My Life After a Heart Attack at 38 In an instant, I didn’t know if I’d get to see my daughter turn 6.

The rows of headstones crashed into each other like waves cresting, covering nearly every inch of the cemetery green in Queens as we zoomed past it at 60 miles an hour.

I drove. My wife sat next to me. Our 5-year-old daughter was in the back seat, her face scrunched up against the window, watching the world go by.

“When I die, don’t bury me in a place like that,” I said to my wife.

She didn’t so much as lift an eyelash.

So I said it louder, and with more bass.

“Please, don’t,” she said, her voice quivering.

“I’m serious. Don’t bury me in a place like that,” I said. “Send me back home. Bury me in Jersey.”

My wife stared ahead.

“Did you hear me? You got to send me to Jersey. Don’t have me out there with all of them.”

As I fussed about where I wanted my not-yet-dead body buried, she put her face in her hands.

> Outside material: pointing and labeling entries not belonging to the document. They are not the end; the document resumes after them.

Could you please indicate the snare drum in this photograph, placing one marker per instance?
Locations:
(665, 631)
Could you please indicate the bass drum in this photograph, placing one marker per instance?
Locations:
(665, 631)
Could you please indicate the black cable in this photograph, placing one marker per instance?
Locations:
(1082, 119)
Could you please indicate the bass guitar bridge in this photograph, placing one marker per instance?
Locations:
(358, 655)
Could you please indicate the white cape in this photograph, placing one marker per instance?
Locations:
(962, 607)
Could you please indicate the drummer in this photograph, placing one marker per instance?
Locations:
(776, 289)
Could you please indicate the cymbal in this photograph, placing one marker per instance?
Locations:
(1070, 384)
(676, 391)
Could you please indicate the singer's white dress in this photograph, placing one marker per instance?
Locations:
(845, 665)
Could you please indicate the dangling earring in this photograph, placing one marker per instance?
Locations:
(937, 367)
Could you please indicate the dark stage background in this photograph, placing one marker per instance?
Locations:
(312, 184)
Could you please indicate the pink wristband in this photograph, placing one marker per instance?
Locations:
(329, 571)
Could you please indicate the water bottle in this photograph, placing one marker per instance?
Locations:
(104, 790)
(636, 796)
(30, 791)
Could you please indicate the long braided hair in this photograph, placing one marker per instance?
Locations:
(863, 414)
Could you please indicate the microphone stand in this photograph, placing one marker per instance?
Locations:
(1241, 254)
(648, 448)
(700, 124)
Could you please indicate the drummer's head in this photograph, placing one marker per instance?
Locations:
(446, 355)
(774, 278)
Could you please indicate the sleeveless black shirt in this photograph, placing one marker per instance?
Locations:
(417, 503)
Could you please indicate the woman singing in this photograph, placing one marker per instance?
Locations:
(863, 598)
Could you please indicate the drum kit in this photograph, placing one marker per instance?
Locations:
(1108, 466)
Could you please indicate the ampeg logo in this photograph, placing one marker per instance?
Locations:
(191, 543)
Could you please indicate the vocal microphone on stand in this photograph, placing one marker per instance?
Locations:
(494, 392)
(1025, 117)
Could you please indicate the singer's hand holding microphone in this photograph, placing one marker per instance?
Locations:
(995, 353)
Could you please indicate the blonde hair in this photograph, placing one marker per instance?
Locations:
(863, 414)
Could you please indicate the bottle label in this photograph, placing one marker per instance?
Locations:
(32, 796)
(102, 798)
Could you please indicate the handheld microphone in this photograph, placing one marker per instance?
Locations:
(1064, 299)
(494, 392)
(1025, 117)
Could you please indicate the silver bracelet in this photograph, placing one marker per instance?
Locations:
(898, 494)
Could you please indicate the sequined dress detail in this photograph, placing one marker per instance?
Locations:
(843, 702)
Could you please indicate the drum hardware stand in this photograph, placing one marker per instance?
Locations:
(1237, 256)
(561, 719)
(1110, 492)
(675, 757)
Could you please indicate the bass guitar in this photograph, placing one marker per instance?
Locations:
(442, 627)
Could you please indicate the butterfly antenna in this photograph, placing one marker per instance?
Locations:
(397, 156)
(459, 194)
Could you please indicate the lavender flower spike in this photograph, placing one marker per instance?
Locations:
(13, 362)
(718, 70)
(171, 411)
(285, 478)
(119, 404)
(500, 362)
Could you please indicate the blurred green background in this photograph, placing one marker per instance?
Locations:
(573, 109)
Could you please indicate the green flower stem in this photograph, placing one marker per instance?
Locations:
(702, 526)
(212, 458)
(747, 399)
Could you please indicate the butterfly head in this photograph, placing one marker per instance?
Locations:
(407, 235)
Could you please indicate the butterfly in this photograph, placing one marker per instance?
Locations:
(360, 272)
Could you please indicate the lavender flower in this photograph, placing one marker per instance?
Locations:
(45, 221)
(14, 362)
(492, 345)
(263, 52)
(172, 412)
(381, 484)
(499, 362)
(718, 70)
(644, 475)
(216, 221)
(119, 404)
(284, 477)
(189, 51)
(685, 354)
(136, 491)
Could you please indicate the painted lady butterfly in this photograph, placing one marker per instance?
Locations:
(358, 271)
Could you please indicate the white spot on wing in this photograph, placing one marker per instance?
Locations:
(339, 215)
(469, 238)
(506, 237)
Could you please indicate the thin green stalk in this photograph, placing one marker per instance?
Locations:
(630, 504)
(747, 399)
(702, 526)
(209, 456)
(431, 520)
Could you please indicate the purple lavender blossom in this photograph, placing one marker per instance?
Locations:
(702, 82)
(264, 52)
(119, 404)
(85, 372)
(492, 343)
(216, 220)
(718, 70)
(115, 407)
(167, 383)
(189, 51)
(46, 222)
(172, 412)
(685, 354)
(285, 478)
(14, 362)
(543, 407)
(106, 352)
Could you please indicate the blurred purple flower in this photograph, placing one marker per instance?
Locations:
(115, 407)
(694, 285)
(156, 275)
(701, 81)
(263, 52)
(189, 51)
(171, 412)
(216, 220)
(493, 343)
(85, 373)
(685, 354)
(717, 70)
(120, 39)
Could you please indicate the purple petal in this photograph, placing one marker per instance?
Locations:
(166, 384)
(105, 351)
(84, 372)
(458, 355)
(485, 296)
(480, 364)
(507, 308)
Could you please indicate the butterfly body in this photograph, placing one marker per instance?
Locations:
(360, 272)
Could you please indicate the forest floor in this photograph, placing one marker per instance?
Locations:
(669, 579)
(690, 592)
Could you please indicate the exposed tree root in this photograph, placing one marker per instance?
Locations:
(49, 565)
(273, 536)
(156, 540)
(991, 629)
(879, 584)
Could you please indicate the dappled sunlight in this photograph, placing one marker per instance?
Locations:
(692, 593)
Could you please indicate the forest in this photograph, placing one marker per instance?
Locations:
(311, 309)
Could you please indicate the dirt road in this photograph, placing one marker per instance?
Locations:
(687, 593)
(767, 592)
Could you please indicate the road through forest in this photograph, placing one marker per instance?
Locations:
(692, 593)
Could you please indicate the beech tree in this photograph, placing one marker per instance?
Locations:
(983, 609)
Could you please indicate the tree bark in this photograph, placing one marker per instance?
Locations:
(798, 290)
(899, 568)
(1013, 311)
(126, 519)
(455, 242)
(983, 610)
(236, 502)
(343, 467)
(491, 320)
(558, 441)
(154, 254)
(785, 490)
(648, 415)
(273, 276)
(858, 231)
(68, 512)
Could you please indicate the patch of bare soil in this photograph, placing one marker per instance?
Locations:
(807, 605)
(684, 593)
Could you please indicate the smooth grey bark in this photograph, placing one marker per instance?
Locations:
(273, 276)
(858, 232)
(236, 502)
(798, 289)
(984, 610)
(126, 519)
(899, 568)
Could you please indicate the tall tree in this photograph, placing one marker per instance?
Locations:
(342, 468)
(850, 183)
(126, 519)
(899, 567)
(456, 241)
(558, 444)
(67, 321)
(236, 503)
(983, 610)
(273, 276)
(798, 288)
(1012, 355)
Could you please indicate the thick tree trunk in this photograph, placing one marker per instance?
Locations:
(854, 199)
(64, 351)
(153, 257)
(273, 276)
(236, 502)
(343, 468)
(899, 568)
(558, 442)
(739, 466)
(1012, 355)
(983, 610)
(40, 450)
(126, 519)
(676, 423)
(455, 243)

“Please,” she pleaded. “Just stop.”

But I couldn’t stop. For more than a month I’d been obsessing over when death would come for me. I thought about what might be etched in my gravestone: Husband. Father. Journalist. I tried to sleep, and all I could think about were the class trips and science experiments and birthday parties that I’d miss if I were gone.

On July 13, 2017, at the age of 38, death came banging on my chest in the form of a major heart attack. Specifically, a type of heart blockage that kills its victims so often that it has its own nickname: widow-maker.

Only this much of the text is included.